Saturday, February 4, 2012

Milk Prices Return to "Normal"

Class III milk and component prices were announced for January, 2012 on February 3.  Butter and cheese prices fell to the $1.60/lb range during the month from their 2011 highs of over $2.00/lb.  The changes can best be described as a return to "normal".  Class III milk prices were $17.05/cwt with butterfat at $1.72/lb and milk protein at $2.73/lb.

Compared to the prior month, the dashboard shows mostly red.

But compared to the long term trends, January prices were "normal".

Protein continues to dominate the value of milk, with "other solids" taking on an unusual significance.

The most significant input parameters for calculating milk prices, cheese, and butter prices, fell to $1.61/lb and $1.59/lb respectively.  What brought these changes about?  Primarily inventory changes - with butter (which has been very low) returning to more normal levels and cheese (which has been slightly high) also returning to more normal levels.

One of the significant factors driving these changes has been exports.  The final export/import figures for 2011 will be available in a few weeks, and a special post reviewing these will be made at that time.  Because exchange rates play a major role in the international forces that impact imports and exports, they will also be reviewed in this upcoming post.

The remainder of this post will be spent examining the parameters dealing with the supply side for the most important element in milk pricing, cheddar cheese prices.

Cheese per capita consumption has been increasing steadily for decades, so one would not expect cheese production or inventories to remain static as they must grow with the increases in consumption.  However, production growth not consistent with the growth in U.S. consumption (and exports) will lead to abnormal inventory levels.

Cheese production over the last 11 years has grown in a rather predictable pattern.

But as we look more closely at the last few years, abnormal production levels can be seen.  Unusually high production occurred in 2010 (when milk prices were low), and unusually low production occurred in 2011 which brought inventories back to more normal levels.

This in turn led to some unusual "blips" in cheese inventories, with inventories rising higher than normal in 2010 and early 2011, followed by a return to more normal levels by the end of 2011.

The low Class III milk prices which began in 2009 and continued in 2010 can be seen in the chart below.

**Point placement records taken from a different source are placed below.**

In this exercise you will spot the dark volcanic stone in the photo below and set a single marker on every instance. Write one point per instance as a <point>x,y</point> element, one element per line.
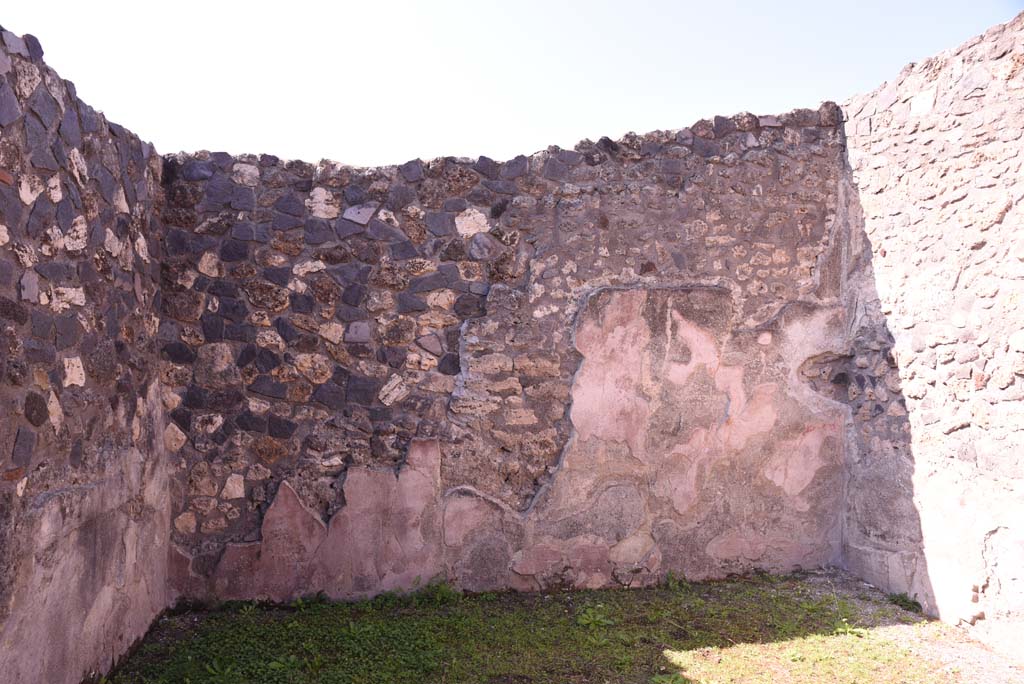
<point>455,205</point>
<point>178,352</point>
<point>487,167</point>
<point>393,356</point>
<point>266,360</point>
<point>278,274</point>
<point>40,351</point>
<point>317,231</point>
<point>233,250</point>
<point>213,327</point>
<point>302,303</point>
<point>9,109</point>
<point>361,390</point>
<point>378,229</point>
<point>409,303</point>
<point>250,422</point>
<point>35,409</point>
<point>286,329</point>
<point>515,167</point>
<point>470,305</point>
<point>401,251</point>
<point>281,427</point>
<point>246,356</point>
<point>267,386</point>
<point>291,205</point>
<point>353,295</point>
<point>412,171</point>
<point>286,221</point>
<point>331,395</point>
<point>240,332</point>
<point>449,365</point>
<point>25,444</point>
<point>439,223</point>
<point>42,325</point>
<point>345,228</point>
<point>434,281</point>
<point>196,170</point>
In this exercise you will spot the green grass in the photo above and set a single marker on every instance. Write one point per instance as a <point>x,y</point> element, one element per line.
<point>771,629</point>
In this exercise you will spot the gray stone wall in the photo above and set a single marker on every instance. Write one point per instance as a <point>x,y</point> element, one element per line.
<point>84,492</point>
<point>935,508</point>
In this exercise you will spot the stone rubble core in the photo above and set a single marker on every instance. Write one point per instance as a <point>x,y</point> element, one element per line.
<point>755,343</point>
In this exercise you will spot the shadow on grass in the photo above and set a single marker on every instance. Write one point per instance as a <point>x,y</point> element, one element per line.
<point>438,635</point>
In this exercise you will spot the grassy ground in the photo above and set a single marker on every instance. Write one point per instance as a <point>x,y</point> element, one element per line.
<point>812,628</point>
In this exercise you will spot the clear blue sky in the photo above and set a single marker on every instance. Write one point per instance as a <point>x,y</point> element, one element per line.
<point>383,81</point>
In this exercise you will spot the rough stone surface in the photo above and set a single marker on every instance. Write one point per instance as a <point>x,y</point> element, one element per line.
<point>85,489</point>
<point>938,467</point>
<point>759,342</point>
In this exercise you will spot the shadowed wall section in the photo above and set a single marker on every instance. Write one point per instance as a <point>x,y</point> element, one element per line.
<point>758,342</point>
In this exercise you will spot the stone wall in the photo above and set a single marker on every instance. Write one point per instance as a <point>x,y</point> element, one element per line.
<point>84,492</point>
<point>577,368</point>
<point>936,510</point>
<point>758,342</point>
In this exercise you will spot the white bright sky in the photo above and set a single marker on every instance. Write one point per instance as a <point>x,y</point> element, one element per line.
<point>383,81</point>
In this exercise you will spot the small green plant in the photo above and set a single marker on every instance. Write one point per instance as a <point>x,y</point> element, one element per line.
<point>285,663</point>
<point>905,602</point>
<point>219,672</point>
<point>593,616</point>
<point>844,628</point>
<point>436,594</point>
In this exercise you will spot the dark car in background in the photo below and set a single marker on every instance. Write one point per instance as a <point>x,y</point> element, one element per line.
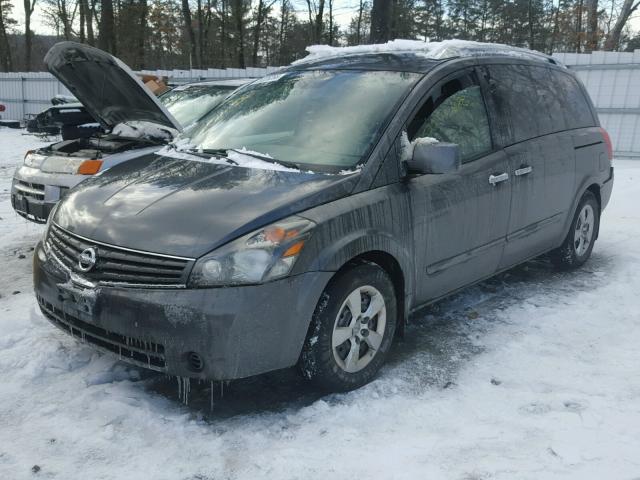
<point>133,122</point>
<point>54,119</point>
<point>370,185</point>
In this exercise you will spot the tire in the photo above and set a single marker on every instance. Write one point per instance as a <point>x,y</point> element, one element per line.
<point>577,246</point>
<point>352,357</point>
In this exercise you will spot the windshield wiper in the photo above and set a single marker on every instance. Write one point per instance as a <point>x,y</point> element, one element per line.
<point>265,158</point>
<point>212,152</point>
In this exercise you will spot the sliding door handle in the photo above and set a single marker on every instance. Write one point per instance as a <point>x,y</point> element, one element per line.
<point>524,170</point>
<point>495,179</point>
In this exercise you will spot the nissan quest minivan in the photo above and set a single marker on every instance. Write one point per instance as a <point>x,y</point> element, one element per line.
<point>371,183</point>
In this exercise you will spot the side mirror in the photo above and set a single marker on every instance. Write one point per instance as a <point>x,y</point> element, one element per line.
<point>435,157</point>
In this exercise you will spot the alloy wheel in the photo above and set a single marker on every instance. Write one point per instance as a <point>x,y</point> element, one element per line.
<point>359,328</point>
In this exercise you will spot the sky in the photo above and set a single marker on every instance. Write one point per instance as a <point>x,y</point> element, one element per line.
<point>344,10</point>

The view presented above deals only with the supply side of cheese production and it's impact on inventories.  That is only part of the picture.  Demand side changes are also very important.  While U.S. consumption is pretty predictable, exports are becoming an increasingly important part of cheese demand and they can be very volatile.  As the full data for 2011 becomes available in the next few weeks, exports will be reviewed with a special post in the blog.

1 comment:

  1. It is great to see the continuous increase in US cheese production. Given the still relatively untapped potential of some of the uses of milk protein and marketing its value, and the growing efficiency of the American dairy industry, I can only think that milk protein will continue to be a major player in milk pricing for years to come.